We finished our “trip to Fairbanks” and spent the rest of the kid's vacation visiting with friends and family. The “kids” flew home at the end of the two weeks, along with two coolers full of salmon, halibut, moose, bear, and caribou from my brother’s freezer as extra baggage, and the three of us said goodbye to the family for the drive home. I had never been on the ferry system through southeast Alaska and had booked a spot for the bus with a room for us.
We had to drive into the Yukon Territory to get to Haines Junction, where we took the Haines Highway back into Alaska. You can only reach Haines, Alaska, by road from the Yukon Territory. We drove onto the ferry and spent four days sailing through southeast Alaska to Prince Rupert, British Columbia. From there, we drove to North Dakota, back through the border into Canada at Sault Ste. Marie, where we picked up my race car and trailer in Ontario and headed for home.
In total, the trip was 11,700 miles of driving in 31 days, and because of the over $5.00/gallon diesel price at the time, the fuel bill was about $12,000. We had crossed the Midwest, the western prairie, the Canadian Rockies, the Wrangell St Elias Mountain range, the Alaska Range, and the Chugach Mountain range. The bus had over 300,000 miles on it by then and ran flawlessly. We were glad to have made the trip; we saw people we could no longer see and were glad to get home.












Paul has been dating his wife for over 55 years.
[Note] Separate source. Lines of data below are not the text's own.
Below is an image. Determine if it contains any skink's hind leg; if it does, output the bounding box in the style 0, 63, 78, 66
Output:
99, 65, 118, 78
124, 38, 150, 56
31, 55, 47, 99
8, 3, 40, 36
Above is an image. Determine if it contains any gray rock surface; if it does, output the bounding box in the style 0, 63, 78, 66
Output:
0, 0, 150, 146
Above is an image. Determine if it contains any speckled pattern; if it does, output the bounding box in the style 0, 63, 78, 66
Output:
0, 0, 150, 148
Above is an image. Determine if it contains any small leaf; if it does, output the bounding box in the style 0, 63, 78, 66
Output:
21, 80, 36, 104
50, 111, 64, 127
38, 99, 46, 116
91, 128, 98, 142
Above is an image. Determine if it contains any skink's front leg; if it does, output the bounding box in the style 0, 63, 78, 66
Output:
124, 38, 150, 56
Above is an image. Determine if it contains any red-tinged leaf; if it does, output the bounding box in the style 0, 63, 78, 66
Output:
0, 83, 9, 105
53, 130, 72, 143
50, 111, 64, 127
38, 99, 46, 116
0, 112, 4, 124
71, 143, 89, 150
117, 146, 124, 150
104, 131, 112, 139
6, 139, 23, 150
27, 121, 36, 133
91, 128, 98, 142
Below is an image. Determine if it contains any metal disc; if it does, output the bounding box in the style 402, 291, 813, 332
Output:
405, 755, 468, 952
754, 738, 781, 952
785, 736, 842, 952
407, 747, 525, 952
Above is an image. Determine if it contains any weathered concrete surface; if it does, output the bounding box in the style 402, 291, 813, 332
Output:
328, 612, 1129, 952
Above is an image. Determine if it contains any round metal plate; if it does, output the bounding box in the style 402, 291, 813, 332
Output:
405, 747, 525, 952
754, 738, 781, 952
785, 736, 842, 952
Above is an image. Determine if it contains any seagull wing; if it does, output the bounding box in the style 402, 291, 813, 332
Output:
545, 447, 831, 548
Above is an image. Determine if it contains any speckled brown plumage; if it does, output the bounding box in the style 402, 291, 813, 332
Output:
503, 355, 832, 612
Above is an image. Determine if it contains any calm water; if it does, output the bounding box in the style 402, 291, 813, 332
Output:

They have four children and two grandchildren. His wife has worked in hospitals and bush clinics for her whole career, doing 20 years of clinical work and 25 years in administration.
Paul has a degree in research biology from the University of Alaska Fairbanks. He worked for Alaska Fish and Game for less than a year before returning to trade school. He received a Master Plumber’s license and Master Gas Fitters license and became a Certified Welder and a Journeyman Pipe Fitter.
He worked building the Trans-Alaska Oil pipeline and in the Alaskan oil fields for 10 years and also dabbled in real estate with college roommates. After selling his third of the real estate company, he and his wife built the farthest north Grade A dairy farm in North America, on 1500 acres of virgin land, 120 miles south of the Arctic Circle. They were 100 miles from the nearest town, 38 miles from the nearest county, and generated their own electricity from a windmill.
After selling the farm, they also started a successful ice road trucking company in Fairbanks, Alaska. They left Alaska after his father-in-law suddenly passed away and returned to New Hampshire, where he eventually sold his trucks and trailers and went to work on nuclear reactor maintenance for a couple of years.
After being dosed with more radiation than his wife was happy with, he started what became a successful plumbing company. In 2008, a national chain purchased the company because they said they thought it was easier to buy his company than compete against him, and he “retired”.
Over the past 24 years, they have had three buses: a 1964 MCI, a 1990 Prevost, and a 2000 Prevost. For the last six years, they have lived full-time in the 2000 Prevost Country Coach conversion.